Humanity is supposed to be intimately involved with creation:
getting to know it;
giving it names;
being fruitful and multiplying
allowing the Garden to flourish
so that the Garden,
the order, the peace and the serenity of the Garden
extends to all those fields where there were no plants
and all those spaces where there were no herbs.
That is the picture we have here of this first Temple.
And it is helpful to see it as a temple because that word reminds us that
not only were Adam and Eve enjoying the fruits of creation;
not only were they delighting in each other,
but they were also glorifying God.
The Garden of Eden was, first of all, a place of worship.

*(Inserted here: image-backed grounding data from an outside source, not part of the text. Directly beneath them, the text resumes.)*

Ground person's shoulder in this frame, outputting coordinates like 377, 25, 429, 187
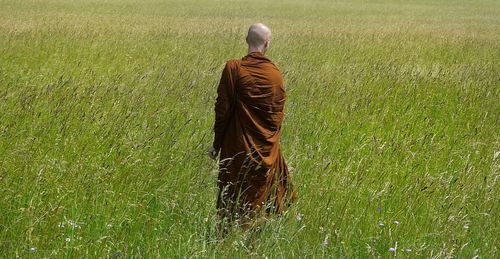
265, 59, 282, 76
269, 61, 281, 72
224, 59, 241, 69
263, 56, 280, 71
220, 59, 240, 75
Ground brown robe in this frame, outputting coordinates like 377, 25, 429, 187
213, 52, 297, 222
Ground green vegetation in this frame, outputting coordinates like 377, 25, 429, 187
1, 0, 498, 257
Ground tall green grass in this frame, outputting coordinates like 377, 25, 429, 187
1, 0, 499, 257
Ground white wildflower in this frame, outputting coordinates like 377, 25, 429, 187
322, 234, 329, 247
389, 247, 396, 252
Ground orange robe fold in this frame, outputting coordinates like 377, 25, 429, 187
213, 52, 297, 221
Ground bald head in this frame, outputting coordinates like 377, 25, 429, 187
246, 23, 272, 53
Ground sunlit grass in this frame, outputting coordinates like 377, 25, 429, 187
0, 0, 499, 257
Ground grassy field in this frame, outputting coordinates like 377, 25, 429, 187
1, 0, 499, 257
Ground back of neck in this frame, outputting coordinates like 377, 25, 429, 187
248, 47, 265, 55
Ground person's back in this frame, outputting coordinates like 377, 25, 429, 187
209, 23, 296, 230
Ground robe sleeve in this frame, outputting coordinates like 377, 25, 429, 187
213, 61, 236, 150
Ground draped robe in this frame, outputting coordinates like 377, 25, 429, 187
213, 52, 297, 222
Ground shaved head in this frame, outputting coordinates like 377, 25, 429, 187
246, 23, 272, 53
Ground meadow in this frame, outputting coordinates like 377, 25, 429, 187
0, 0, 499, 257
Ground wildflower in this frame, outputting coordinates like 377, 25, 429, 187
322, 234, 329, 247
463, 225, 469, 229
107, 223, 113, 229
29, 247, 37, 253
296, 213, 304, 221
65, 237, 71, 242
378, 223, 385, 228
389, 247, 396, 252
113, 252, 122, 258
405, 248, 412, 252
68, 220, 79, 229
393, 220, 400, 225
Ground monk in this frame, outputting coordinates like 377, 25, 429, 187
208, 23, 297, 229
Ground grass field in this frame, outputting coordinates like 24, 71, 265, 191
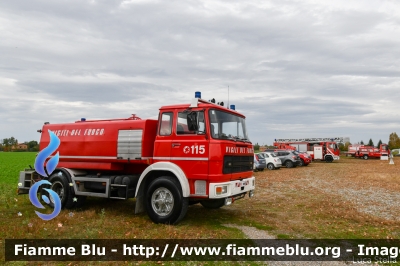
1, 152, 400, 265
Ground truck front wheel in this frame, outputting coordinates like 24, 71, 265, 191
145, 176, 188, 224
363, 155, 368, 160
200, 199, 226, 209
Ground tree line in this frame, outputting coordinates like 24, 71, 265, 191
0, 137, 39, 152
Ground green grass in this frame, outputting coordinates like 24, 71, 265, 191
0, 152, 36, 183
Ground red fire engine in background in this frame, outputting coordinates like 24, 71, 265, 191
345, 144, 390, 160
18, 92, 255, 224
273, 137, 342, 162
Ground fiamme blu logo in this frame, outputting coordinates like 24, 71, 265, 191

Glorifying God was at the heart of this picture of paradise,
this picture of joy beyond words.
HUMAN LONGING
You know the story.
We retold it at the beginning of the service.
You know how we abandoned God, and tried to live without him.

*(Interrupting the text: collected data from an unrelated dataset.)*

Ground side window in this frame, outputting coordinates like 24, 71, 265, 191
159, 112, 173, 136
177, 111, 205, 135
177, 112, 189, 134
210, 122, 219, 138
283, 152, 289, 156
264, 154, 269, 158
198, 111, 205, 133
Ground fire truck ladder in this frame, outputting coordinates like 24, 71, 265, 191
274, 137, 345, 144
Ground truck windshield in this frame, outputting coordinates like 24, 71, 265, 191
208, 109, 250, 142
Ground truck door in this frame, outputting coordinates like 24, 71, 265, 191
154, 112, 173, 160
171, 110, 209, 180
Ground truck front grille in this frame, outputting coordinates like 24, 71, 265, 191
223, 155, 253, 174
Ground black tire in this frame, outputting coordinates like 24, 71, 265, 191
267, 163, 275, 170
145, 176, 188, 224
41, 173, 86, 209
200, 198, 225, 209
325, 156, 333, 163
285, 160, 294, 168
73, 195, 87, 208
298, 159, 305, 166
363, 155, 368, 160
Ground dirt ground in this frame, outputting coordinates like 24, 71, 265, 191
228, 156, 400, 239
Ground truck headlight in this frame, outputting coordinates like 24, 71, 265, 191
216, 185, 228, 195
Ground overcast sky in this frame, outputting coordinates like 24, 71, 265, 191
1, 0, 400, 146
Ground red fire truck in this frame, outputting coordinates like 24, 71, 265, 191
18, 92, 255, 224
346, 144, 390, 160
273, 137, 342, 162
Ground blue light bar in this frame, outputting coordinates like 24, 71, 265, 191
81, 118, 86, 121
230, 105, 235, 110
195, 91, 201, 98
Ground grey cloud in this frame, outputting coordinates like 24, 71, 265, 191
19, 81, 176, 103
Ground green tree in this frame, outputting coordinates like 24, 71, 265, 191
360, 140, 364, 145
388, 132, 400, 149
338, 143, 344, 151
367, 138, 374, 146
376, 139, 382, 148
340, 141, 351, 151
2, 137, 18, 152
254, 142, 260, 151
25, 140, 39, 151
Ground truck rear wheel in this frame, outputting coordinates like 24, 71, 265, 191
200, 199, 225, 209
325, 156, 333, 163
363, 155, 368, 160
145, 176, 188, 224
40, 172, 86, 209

You know the story of how we lost that first home, our first temple.
Our present earth is not what Eden once was.
And we are not what Adam and Eve were originally created to be.
Sin and sorrow, thorns and thistles, have gotten in the way.

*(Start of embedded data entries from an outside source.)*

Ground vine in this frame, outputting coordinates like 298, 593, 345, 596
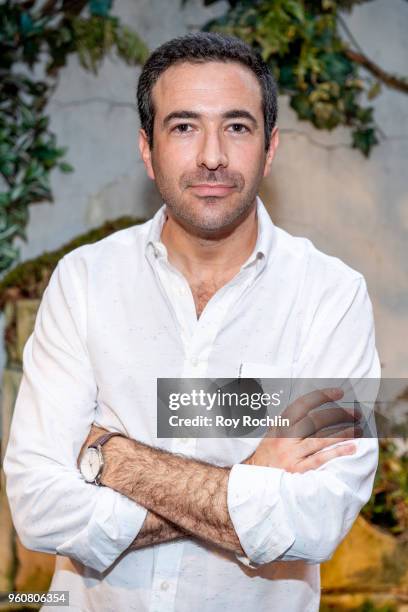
0, 0, 148, 274
189, 0, 407, 156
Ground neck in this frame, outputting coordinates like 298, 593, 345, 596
160, 203, 259, 284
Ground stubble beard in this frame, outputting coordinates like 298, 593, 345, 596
153, 165, 264, 240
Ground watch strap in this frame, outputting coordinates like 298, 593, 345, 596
88, 431, 126, 449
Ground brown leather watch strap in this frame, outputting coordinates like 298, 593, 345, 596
88, 432, 126, 449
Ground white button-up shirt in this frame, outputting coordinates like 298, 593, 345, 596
4, 197, 380, 612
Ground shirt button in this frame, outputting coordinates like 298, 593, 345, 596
160, 581, 169, 591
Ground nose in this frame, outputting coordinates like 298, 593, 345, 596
196, 129, 228, 170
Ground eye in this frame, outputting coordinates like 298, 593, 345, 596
228, 123, 250, 134
172, 123, 193, 134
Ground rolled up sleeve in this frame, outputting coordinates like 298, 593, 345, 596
3, 253, 147, 572
228, 438, 377, 565
228, 464, 295, 565
227, 273, 380, 566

But here is the thing – we live with a constant longing,
a constant ache, to get back… to get back to that first Temple,
to be back in the presence of God
with nothing in the way.
The Psalms talk about this desire to be in God’s presence and to see his face again and again.
Remember what Psalm 27:4 says?
It says
“One thing I ask. One thing I seek.
To live in the house of the Lord all the days of my life;
To behold the beauty of the Lord and to inquire in his temple.”
The house of the Lord, the temple of the Lord,
doesn’t only refer to that building of brick and stone in Jerusalem.
It also refers to the First Temple,
when everything was good,
and heaven was everywhere
and we could see God face to face.
The Episcopal priest, Alan Jones, once wrote
that a human being is by definition a longing for God.
He wrote that the whole aim of spiritual life is to keep that longing alive.
What is this longing called?
Thomas Aquinas called it the summum bonum – the supreme good.
John Calvin called it the sensus divinitatis – the sense of the divine.
C.S. Lewis called it Sehnsucht – a German word for yearning.
Call it what you will,
but it is that stab of longing that comes over us,
when the sun suddenly breaks through some drifting clouds,
or a breeze suddenly rustles through the maple leaves,
or when we are totally captivated by a squirrel just outside Heimenga Hall.
It is those moments of overwhelming beauty when we sense that God is near,
those stabs of joy when we sense that he is close.
These are the moments we wish we could capture,
and contain,
and lengthen to last a lifetime.
But we can’t.
They are fleeting.
CONCLUSION
I imagine that one of the reasons you are here this morning
is because there have been times in your life
when you have felt that stab of longing,
those shimmering, glimmering moments of unexplainable joy
when everything was delight.
I imagine you are here because you are hungry for more,
searching for more.
I imagine you are here because,
whether you even fully realize it or not
you are sighing for Eden,
and longing for the beauty of the Lord in that First Temple.
Well here is the good news:
God longs to have you back even more than you want Him back.
God wants us back so much, he came in person, to win us back.
To win us back,
he went through a garden — not of delight, but of sorrows;
he was nailed to a Tree — not a tree of life but a tree of death
and he became for us not only a priest, but also a sacrifice.
He did this all so that he could be the New Adam – and provide us all with a new start in a new creation.
Where cherubim blocked the way to the First Temple with a flaming sword,
He now opens the way to the New Temple
with his welcoming and bleeding hands.
If what you are searching for,
is that joy beyond words
of delighting in God,
delighting in Creation,
delighting in each other,
know that there is only one way in.
His name is Jesus, the Way, the Truth, and the Life.
PRAYER
Lord we dare to wait, to pray to dream,
That you are making us, bruised and battered though we be, into your holy people,
And that you are making this world, bruised and battered though it be, into our proper and eternal home.